View settings

Font size:
Site colours:


Official website of the President of Russia

Executive Office   /

Meeting with Mikhail Fedotov, Vladimir Lukin and Boris Titov

July 10, 2012, The Kremlin, Moscow

Vladimir Putin had a meeting with Chairman of the Presidential Council for Civil Society and Human Rights Mikhail Fedotov, Human Rights Ombudsman Vladimir Lukin and Presidential Commissioner for Entrepreneurs’ Rights Boris Titov.

The meeting addressed draft laws under consideration by the State Duma aimed at amending legislation regulating the activities of nongovernmental organisations and amending the Criminal Code and other legislative acts to increase liability for violating the constitutional rights of individuals to protection of their honour and dignity.

Following the meeting the President will submit his suggestions on adjustments to the draft laws under discussion to the State Duma.

The meeting was also attended by First Deputy Chief of Staff of the Presidential Executive Office Vyacheslav Volodin.

* * *

President of Russia Vladimir Putin: Colleagues,

I have asked you to meet with me today in order to discuss two draft laws that have elicited some rather energetic discussion among the public. Mr Fedotov and I had the chance to discuss these issues on the phone, and I spoke with Mr Lukin and Mr Titov in person at recent meetings.

The issues at hand concern two draft laws. The first addresses the possibility of classifying all aspects pertaining to so-called slander as criminal offences. The second draft law concerns the work of nongovernmental organisations.

In the case of the first draft law, and indeed, the second, I generally agree with the ideology of their authors; nevertheless, I also want to draw attention to what has been said by the people present here, as well as what I am seeing in the media.

I just want to point out that in many nations’ laws, the first subject, the so-called slander in the broad sense of that word, is regulated in great detail. But what I wanted to note for you to take into account is the fact that such laws do not only concern, first and foremost, protecting the interests of those engaged in political activities, although they are included as well. Such laws also apply to business community, business people. They concern media and culture professionals in the broad sense of that word, and not just people involved in the so-called show business. This also concerns Russian scientists.

In one way or another, people from these communities face this problem in various spheres. I find talking about this sad, but if we do not have sufficient personal moral and ethical limits of some kind, then there shuold be legislative limits, and perhaps the moral and ethical ones will emerge on the basis of the legislative rules.

I asked comparative law specialists to present a report on this matter. German legislation regulates various aspects of the issue and the strictest sanctions range from three months to five years of imprisonment. Harm to state symbols leads to imprisonment. There are also other examples of fairly serious sanctions. In the UK such offences are punished by imprisonment. It is the same in the United States of America. In Canada, everything is regulated in great detail. In other words, in well-developed law systems, these provisions not only exist but are also quite functional.
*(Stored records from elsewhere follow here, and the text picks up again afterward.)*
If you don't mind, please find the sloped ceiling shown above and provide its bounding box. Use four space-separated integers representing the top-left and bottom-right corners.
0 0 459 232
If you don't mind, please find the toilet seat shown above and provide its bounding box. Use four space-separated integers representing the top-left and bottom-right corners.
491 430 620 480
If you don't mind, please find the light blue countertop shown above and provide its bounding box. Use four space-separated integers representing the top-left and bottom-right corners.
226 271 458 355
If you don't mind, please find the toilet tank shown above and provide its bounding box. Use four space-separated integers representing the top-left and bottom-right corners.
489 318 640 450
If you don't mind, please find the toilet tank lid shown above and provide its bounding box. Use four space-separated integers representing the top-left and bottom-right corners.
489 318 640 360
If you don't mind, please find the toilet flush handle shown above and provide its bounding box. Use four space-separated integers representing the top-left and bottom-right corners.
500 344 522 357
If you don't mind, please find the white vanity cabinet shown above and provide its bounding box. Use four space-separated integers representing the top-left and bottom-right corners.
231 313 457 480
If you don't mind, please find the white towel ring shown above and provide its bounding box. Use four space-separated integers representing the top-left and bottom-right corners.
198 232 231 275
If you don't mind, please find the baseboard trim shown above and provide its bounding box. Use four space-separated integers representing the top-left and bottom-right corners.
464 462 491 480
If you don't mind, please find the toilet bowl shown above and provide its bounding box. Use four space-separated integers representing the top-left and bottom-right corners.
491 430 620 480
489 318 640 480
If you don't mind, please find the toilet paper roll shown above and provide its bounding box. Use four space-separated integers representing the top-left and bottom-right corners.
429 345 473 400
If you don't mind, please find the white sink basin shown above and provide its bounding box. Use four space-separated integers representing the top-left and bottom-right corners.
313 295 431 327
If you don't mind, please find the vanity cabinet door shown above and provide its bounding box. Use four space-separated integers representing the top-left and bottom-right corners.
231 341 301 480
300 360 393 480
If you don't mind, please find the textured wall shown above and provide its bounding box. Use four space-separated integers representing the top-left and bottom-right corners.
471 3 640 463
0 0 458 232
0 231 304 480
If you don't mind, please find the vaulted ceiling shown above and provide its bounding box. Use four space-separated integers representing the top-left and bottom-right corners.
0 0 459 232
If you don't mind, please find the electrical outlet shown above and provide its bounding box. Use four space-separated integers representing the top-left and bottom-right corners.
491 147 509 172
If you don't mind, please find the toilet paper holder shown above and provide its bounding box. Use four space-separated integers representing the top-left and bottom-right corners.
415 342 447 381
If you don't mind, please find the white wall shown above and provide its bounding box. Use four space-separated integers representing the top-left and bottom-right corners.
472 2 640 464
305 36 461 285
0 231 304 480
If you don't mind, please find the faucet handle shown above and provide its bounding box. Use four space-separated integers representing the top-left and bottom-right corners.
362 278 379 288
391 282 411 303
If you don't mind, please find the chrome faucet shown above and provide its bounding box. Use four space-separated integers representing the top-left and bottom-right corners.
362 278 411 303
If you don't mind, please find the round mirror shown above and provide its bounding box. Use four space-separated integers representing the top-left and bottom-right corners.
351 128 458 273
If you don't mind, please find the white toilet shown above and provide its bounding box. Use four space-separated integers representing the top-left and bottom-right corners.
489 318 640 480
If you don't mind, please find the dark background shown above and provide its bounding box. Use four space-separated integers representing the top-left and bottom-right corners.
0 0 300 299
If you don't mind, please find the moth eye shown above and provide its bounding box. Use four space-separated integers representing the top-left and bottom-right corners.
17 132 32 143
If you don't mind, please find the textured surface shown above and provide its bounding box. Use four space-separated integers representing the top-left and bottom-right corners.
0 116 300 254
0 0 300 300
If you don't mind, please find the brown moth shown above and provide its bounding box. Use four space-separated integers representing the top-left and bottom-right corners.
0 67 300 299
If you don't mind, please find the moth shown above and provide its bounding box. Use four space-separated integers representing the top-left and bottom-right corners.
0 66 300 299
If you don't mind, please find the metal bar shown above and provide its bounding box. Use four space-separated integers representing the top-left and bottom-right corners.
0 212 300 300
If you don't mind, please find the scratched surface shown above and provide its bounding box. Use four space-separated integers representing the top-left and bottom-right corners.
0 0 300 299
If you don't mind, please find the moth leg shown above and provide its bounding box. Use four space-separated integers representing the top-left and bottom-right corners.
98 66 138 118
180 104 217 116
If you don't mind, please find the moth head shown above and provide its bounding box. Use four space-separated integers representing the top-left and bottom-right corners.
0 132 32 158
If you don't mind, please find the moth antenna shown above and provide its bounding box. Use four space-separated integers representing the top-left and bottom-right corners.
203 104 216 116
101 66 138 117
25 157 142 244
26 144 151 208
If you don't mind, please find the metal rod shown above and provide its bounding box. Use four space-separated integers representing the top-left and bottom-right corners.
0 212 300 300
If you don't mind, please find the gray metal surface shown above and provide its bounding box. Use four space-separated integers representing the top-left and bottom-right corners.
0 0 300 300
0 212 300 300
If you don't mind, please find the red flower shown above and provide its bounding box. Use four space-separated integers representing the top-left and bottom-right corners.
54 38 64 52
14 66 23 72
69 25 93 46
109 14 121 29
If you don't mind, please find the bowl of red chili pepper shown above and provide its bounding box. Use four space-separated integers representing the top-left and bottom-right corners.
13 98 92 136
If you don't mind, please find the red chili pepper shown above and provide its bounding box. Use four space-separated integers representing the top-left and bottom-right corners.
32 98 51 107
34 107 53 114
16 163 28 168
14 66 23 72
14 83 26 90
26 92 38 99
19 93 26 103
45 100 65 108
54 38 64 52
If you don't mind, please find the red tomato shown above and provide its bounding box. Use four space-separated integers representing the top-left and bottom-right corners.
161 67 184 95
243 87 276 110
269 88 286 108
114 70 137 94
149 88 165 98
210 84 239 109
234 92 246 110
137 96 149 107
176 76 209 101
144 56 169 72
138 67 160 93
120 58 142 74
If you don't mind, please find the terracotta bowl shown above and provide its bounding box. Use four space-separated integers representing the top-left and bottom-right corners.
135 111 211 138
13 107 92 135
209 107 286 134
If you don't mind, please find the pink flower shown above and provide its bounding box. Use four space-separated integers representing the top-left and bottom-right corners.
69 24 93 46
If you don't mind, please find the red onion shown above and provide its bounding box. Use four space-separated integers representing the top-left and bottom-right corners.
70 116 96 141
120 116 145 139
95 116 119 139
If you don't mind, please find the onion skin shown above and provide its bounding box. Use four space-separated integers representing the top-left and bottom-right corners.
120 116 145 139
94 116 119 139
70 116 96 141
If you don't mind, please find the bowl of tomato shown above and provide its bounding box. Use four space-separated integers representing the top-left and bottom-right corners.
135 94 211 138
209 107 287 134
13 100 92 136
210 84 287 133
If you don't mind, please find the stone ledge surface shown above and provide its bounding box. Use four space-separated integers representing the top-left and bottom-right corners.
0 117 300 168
Certainly, we must proceed based on the realities in our own situation and the respective provisions of our national legislation in previous years and today. Of course, we must certainly avoid any dual interpretation of the legislation and the possibility of any kind of manipulation of those legal provisions.
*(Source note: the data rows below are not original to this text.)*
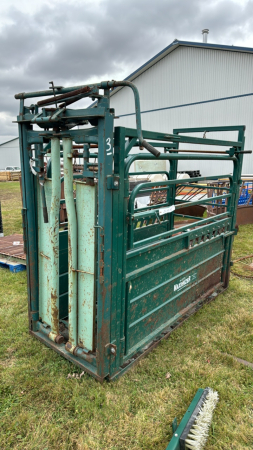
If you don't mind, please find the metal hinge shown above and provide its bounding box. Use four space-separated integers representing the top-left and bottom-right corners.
21 208 27 253
106 175 119 189
105 344 117 357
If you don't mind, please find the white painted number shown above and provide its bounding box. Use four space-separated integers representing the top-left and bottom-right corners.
106 138 112 155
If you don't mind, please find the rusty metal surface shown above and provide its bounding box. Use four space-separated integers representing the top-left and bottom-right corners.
0 234 26 260
108 283 224 381
236 205 253 225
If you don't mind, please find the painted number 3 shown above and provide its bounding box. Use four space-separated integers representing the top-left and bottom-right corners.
106 138 112 155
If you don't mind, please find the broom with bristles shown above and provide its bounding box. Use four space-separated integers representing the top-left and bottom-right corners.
166 388 219 450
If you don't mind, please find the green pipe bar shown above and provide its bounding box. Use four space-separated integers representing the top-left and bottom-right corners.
63 138 77 353
16 81 245 382
49 138 61 342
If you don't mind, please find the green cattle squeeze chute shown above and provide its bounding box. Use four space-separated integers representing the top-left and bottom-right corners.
15 81 245 381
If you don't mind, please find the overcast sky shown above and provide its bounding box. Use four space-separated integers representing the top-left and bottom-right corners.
0 0 253 143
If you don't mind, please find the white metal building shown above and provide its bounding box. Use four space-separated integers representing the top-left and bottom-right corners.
0 138 20 170
111 40 253 175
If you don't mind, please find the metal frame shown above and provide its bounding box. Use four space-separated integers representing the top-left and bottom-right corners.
16 82 245 381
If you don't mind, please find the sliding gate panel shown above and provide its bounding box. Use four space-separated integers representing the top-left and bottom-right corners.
126 219 231 356
76 181 97 350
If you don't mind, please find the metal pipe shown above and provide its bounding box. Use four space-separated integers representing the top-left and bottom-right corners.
202 28 209 44
49 138 61 342
62 138 78 353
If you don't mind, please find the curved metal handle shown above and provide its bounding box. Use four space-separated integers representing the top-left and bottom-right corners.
141 139 161 158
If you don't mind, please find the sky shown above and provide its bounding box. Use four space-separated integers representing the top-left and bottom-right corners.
0 0 253 143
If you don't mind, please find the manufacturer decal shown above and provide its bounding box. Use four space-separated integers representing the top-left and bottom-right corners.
174 272 197 292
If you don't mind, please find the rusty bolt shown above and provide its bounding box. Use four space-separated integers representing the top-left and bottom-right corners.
55 334 64 344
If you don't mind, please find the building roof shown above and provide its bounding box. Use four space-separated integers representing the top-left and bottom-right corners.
0 137 18 147
110 39 253 97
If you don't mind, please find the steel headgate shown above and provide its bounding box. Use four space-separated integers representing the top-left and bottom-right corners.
15 81 245 381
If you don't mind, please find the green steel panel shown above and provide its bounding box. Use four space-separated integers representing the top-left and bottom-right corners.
76 181 96 350
37 179 68 325
126 236 224 353
37 180 52 326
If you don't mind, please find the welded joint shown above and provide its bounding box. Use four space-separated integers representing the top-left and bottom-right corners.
65 342 79 356
72 268 95 275
48 331 64 344
105 343 117 358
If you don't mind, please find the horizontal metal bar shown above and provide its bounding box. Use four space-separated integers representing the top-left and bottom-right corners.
173 125 246 134
126 212 231 259
134 213 231 248
122 128 242 147
129 174 232 213
175 194 232 210
174 213 204 223
177 183 230 191
128 170 170 180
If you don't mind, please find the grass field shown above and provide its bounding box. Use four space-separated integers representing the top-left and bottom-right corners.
0 182 253 450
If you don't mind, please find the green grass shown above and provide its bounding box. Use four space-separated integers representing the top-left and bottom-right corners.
0 183 253 450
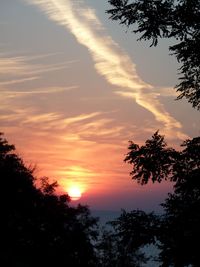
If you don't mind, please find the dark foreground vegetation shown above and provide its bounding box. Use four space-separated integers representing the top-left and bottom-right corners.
0 132 200 267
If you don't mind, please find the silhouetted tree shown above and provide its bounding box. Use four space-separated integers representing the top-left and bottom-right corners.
125 132 200 267
0 134 98 267
98 210 157 267
107 0 200 109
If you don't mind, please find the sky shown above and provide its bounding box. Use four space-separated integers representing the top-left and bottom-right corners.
0 0 199 214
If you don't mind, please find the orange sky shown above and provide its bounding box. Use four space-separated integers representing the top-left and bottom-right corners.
0 0 199 213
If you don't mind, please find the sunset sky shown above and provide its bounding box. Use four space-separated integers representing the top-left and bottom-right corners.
0 0 200 214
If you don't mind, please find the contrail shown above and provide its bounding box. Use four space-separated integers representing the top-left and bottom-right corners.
24 0 186 139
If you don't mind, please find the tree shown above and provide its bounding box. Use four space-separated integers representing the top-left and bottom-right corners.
98 210 157 267
0 134 98 267
107 0 200 109
125 132 200 267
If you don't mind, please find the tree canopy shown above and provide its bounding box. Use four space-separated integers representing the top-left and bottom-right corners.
125 132 200 267
0 134 98 267
107 0 200 109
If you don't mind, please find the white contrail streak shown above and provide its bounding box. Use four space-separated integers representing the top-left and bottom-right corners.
24 0 188 139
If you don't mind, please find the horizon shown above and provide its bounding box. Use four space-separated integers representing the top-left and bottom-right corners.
0 0 199 214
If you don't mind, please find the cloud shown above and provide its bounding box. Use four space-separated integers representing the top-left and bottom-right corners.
0 53 77 86
24 0 188 138
0 86 77 98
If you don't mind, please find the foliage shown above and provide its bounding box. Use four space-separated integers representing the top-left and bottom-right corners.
0 134 98 267
107 0 200 109
98 210 153 267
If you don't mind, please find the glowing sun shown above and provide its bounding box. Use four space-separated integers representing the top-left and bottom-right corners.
68 186 82 200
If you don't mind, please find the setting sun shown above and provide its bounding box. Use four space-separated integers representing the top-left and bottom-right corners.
68 186 82 200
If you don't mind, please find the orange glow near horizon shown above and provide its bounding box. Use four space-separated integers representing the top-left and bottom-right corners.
67 185 82 201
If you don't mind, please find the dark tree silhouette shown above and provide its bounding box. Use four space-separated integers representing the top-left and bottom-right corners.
98 210 158 267
125 132 200 267
107 0 200 109
0 134 98 267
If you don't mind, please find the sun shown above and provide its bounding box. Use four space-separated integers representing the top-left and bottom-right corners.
68 185 82 200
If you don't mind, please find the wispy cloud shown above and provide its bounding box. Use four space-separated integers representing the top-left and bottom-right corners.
24 0 188 138
0 86 77 99
0 53 77 86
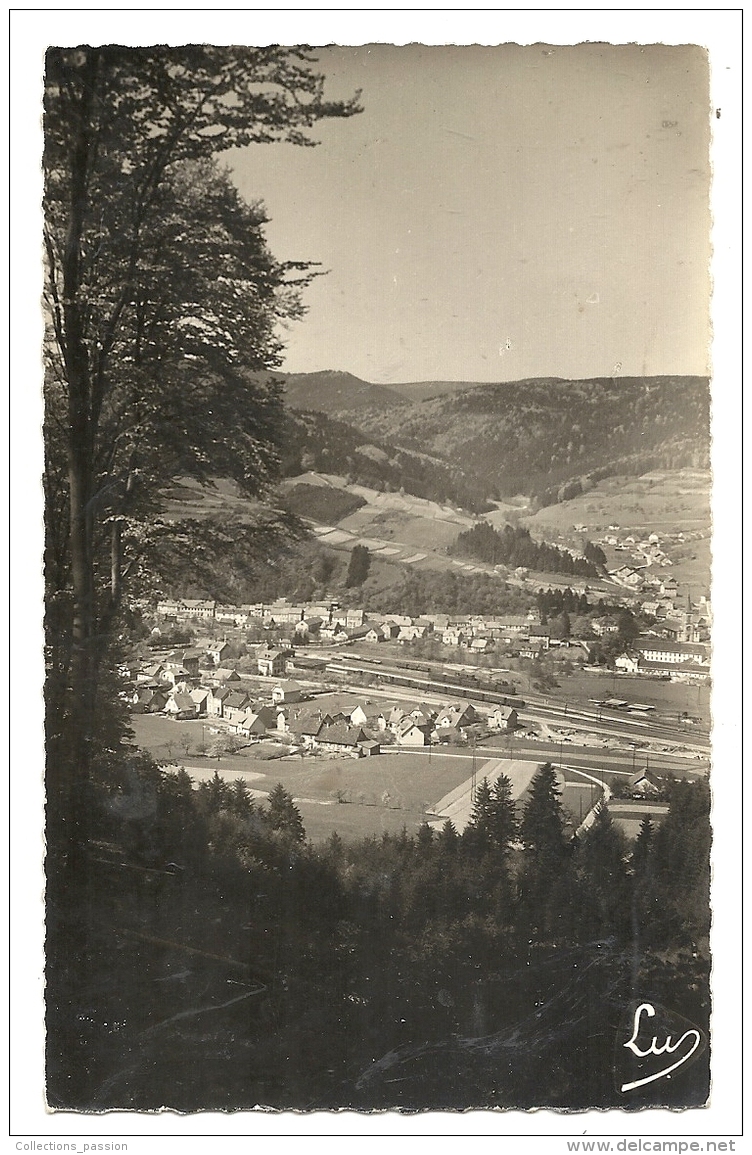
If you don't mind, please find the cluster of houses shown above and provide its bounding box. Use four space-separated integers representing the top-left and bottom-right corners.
127 646 518 757
157 598 559 656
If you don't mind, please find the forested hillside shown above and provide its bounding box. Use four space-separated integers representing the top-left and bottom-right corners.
273 374 709 512
359 377 709 505
282 410 489 513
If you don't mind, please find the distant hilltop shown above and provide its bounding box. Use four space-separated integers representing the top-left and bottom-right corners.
267 370 710 512
265 368 708 415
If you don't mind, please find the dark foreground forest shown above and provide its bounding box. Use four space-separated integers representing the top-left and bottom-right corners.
47 755 709 1111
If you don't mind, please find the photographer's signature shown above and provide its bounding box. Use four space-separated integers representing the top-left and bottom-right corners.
621 1003 702 1091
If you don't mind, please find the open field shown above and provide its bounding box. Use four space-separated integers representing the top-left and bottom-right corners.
520 469 710 597
535 670 710 722
132 714 480 840
133 715 614 842
162 477 260 522
338 506 460 550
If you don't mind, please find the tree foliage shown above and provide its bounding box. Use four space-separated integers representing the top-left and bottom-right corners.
44 45 358 822
344 545 371 587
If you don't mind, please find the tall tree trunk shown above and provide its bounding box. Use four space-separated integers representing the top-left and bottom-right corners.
54 49 98 859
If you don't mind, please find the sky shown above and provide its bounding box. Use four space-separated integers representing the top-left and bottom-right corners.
228 44 710 383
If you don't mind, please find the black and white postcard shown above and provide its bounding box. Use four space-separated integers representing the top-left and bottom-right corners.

As for nongovernmental organisations, based on what you told me in our meetings and on the phone, as well as what I have seen and read in the media, there really are some issues that require particular attention from us. I have specifically asked you to meet with me today because the legislators plan to complete work on these legislative acts very soon.

If we find through an absolutely open and constructive discussion today that these draft laws really should be improved, I want to assure you that I am prepared to go as far as personally asking deputies to make the corresponding adjustments.

As far as nongovernmental organisations are concerned, I agree with colleagues who believe that if we are introducing any stricter or softer framework pertaining to the operation of these organisations, then naturally, we must increase our own funding for the activities of these organisations. I think it should be increased at least three-fold. I will ask the Government to take this into account in the budget – in other words, to increase funding from one billion [$32 million] to three billion rubles.